Support » Themes and Templates » Virus, external hacker or what? Security in local blog

  • Zambrano Sergio

    (@sergiozambrano)


    Yesterday, 12:41 AM, the emails say, I’ve got one email for each worpdress account I manage locally. Between 1 and 4 emails were sent for each blog, with the following message:

    Your new WordPress blog has been successfully set up at:

    http://localhost/SITENAME/website

    You can log in to the administrator account with the following information:

    Username: admin
    Password: XXXXXXXXXX

    We hope you enjoy your new blog. Thanks!

    –The WordPress Team
    http://wordpress.org/

    XXXXXX were random passwords. One different each time.

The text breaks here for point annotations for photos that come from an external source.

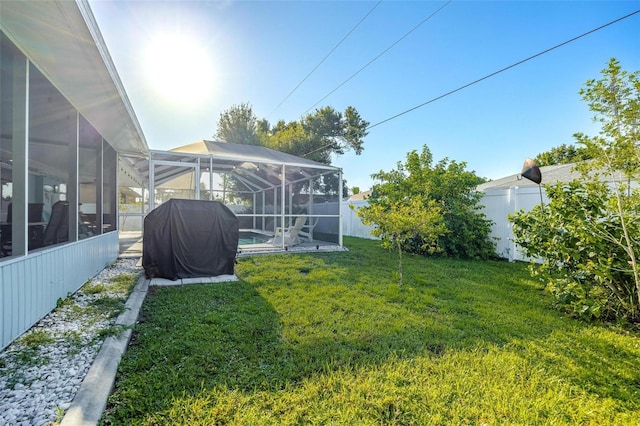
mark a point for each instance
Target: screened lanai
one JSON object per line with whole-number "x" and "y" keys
{"x": 266, "y": 189}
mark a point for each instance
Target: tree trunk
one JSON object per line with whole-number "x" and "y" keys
{"x": 399, "y": 264}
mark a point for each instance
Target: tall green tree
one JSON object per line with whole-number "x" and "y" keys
{"x": 320, "y": 135}
{"x": 402, "y": 221}
{"x": 316, "y": 136}
{"x": 588, "y": 236}
{"x": 238, "y": 124}
{"x": 447, "y": 185}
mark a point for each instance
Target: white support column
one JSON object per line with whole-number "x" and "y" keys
{"x": 197, "y": 178}
{"x": 152, "y": 183}
{"x": 283, "y": 194}
{"x": 100, "y": 186}
{"x": 73, "y": 186}
{"x": 20, "y": 147}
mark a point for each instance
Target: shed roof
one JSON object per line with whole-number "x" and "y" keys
{"x": 550, "y": 174}
{"x": 256, "y": 166}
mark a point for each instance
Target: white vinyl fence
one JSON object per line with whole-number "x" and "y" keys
{"x": 498, "y": 204}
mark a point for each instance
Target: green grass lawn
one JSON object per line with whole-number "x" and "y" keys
{"x": 331, "y": 339}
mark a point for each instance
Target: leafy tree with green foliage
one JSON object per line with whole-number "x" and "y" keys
{"x": 319, "y": 135}
{"x": 446, "y": 185}
{"x": 563, "y": 154}
{"x": 239, "y": 125}
{"x": 402, "y": 220}
{"x": 316, "y": 136}
{"x": 587, "y": 236}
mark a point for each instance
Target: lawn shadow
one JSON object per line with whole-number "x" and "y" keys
{"x": 278, "y": 327}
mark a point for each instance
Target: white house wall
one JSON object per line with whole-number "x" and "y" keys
{"x": 30, "y": 286}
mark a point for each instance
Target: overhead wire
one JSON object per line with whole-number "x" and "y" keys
{"x": 381, "y": 54}
{"x": 502, "y": 70}
{"x": 325, "y": 58}
{"x": 491, "y": 75}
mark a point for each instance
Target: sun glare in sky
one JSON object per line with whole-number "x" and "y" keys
{"x": 179, "y": 69}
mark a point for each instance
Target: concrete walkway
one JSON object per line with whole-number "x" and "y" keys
{"x": 91, "y": 399}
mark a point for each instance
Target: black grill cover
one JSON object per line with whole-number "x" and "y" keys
{"x": 189, "y": 238}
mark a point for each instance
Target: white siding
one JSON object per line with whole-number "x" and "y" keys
{"x": 31, "y": 285}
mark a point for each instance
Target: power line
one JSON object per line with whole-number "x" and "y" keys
{"x": 382, "y": 53}
{"x": 490, "y": 75}
{"x": 502, "y": 70}
{"x": 325, "y": 58}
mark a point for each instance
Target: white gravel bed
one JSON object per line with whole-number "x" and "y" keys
{"x": 39, "y": 381}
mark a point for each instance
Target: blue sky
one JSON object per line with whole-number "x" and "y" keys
{"x": 257, "y": 52}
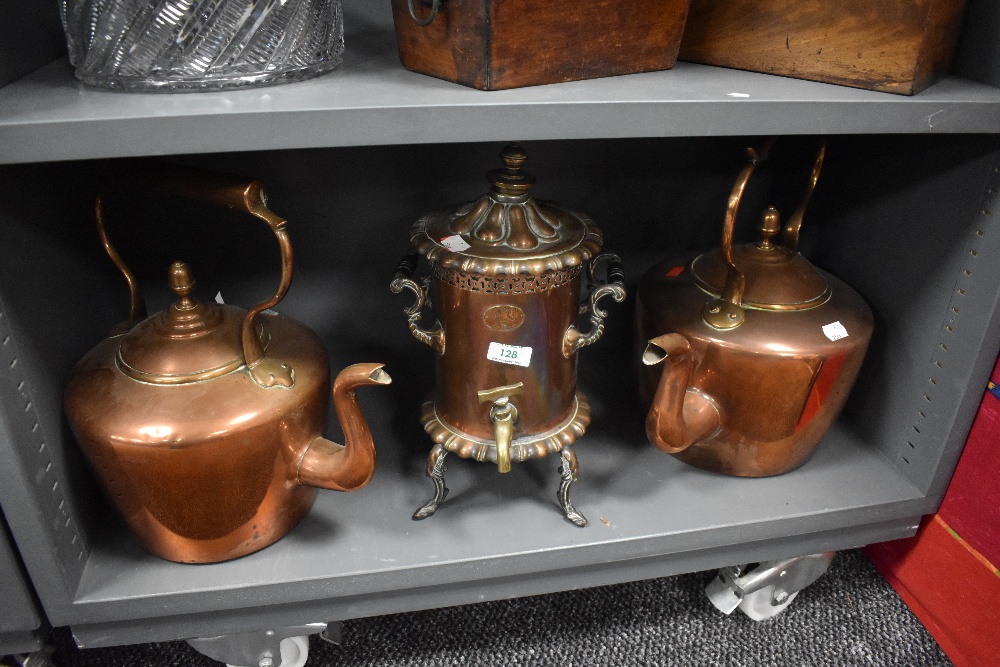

    There are different hours in the source code, all of them end with 41min, so I’m not so sure of the time they were sent/generated, but I installed a Chrome extension to manage the passwords that same day.

    Is there any chance it hacked my blogs?
    The extension is: LastPass.
    I don’t think someone outside trying to access my blogs since I’m behind a router and a modem. If my webserver (Mac) is serving pages is not outside this house.

    Now, what concerns to wordpress: What is what triggers those messages in a non hacked (e.g. accidentally damaged database or deleted files) blog? (Rather several blogs)

    Thanks

Viewing 3 replies - 1 through 3 (of 3 total)
  • Daniel Cid

    (@ddsucurinet)

    Sucuri.net Support

    This looks like due to a bug that was fixed on 2.9.1. What version are you using?

    christo101

    (@christo101)

    I had the exact same thing happen to one of my clients too. The only way I could tell is that the directory looked familiar. Here is the email I received. It actually sent me 4 emails at the same time with 4 different passwords. I can’t figure out what I should do now. I have WP 3.1 installed. Thanks for any help!

    ——————

    From: WordPress <wordpress@localhost.localhost>
    Subject: New WordPress Blog

    Your new WordPress blog has been successfully set up at:

    http://localhost/wp/portraits

    You can log in to the administrator account with the following information:

    Username: admin
    Password: XXXXXXXXXX

    We hope you enjoy your new blog. Thanks!

    –The WordPress Team
    http://wordpress.org/

    christo101

    (@christo101)

    As a caveat, I did not log in with the name and password it emailed me. I was afraid they were phishing my account.

Viewing 3 replies - 1 through 3 (of 3 total)
  • The topic ‘Virus, external hacker or what? Security in local blog’ is closed to new replies.